Fortunately, algorithms called deep neural networks could eliminate human input, enabling robots to program themselves. However, such algorithms require vast amounts of real-life training data and only work on limited functions, making them unprepared to fully take over from human controllers.

To address the functional and data limitations of current systems, En Yen Puang, a Research Engineer at A*STAR’s Institute for Infocomm Research (I2R), together with colleagues Keng Peng Tee and Wei Jing developed a novel keypoint-based visual servoing framework called KOVIS.

KOVIS stands out from other visual servoing frameworks because of how easy, fast and labour-free it is when deployed on new tasks. Compared to its predecessors, KOVIS boasts a higher efficiency, using a deep auto-encoder algorithm to learn and encode visual features without any human input.”

– En Yen Puang, Research Engineer at A*STAR’s I2R

Uniquely, the system represents objects as key points based only on essential geometric information. This feature makes KOVIS quicker and easier to deploy in new environments as it eliminates the appearance variations of an object in different settings. Consequently, KOVIS can quickly pick up the simple ‘peg-and-hole’ relationship between the robot’s gripper and the target object.
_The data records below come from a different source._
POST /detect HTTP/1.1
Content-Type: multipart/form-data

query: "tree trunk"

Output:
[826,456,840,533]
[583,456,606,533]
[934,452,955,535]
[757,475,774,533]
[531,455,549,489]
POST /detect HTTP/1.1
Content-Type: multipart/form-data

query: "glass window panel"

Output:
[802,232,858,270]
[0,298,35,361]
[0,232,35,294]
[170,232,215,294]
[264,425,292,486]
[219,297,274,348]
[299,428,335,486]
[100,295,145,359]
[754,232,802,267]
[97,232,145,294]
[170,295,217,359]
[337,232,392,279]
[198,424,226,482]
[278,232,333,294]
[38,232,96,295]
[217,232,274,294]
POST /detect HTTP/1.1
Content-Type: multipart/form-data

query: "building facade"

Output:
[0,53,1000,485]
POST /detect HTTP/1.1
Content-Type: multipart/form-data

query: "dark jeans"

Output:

Another major benefit of KOVIS is how little real-life training data the system needs to perform these tasks, with the framework trained entirely using synthetic images captured in simulated conditions. While these objects may appear different in reality, KOVIS works around this by generalizing what it learns so that it can recognise the same objects in different environments.

Despite being trained on only synthetic data, the system successfully performed real-world manipulation tasks like gripping a mug by its handle and inserting a peg and screw into a designated hole with a remarkable 90% success rate.

Currently, KOVIS is being used in Collab-AI, a research project that aims to advance developments for safer and more efficient human-robot collaboration in production and manufacturing settings. In the future, the researchers hope to expand the applications of KOVIS from simple manipulation tasks to precise routine manoeuvres such as the docking and landing of mobile robots.

As reported by OpenGov Asia, A*STAR’s research and development (R&D) efforts have enabled the country to address emerging challenges and seed capabilities in critical areas. But while R&D is an unquestionably valuable resource, capturing value through commercialising those research efforts is equally important.

A*STAR’s commercialisation initiatives have since resulted in a steady stream of landmark patents and successful collaborations, all of which have set Singapore on the path towards being an innovation-driven, knowledge-based economy, rich in job and research opportunities alike.

Since the genesis of its R&D journey decades ago, Singapore has firmly established a vibrant research and innovation ecosystem. Through the Enterprise division, A*STAR will build upon those successes and deliver even more value through science and technology.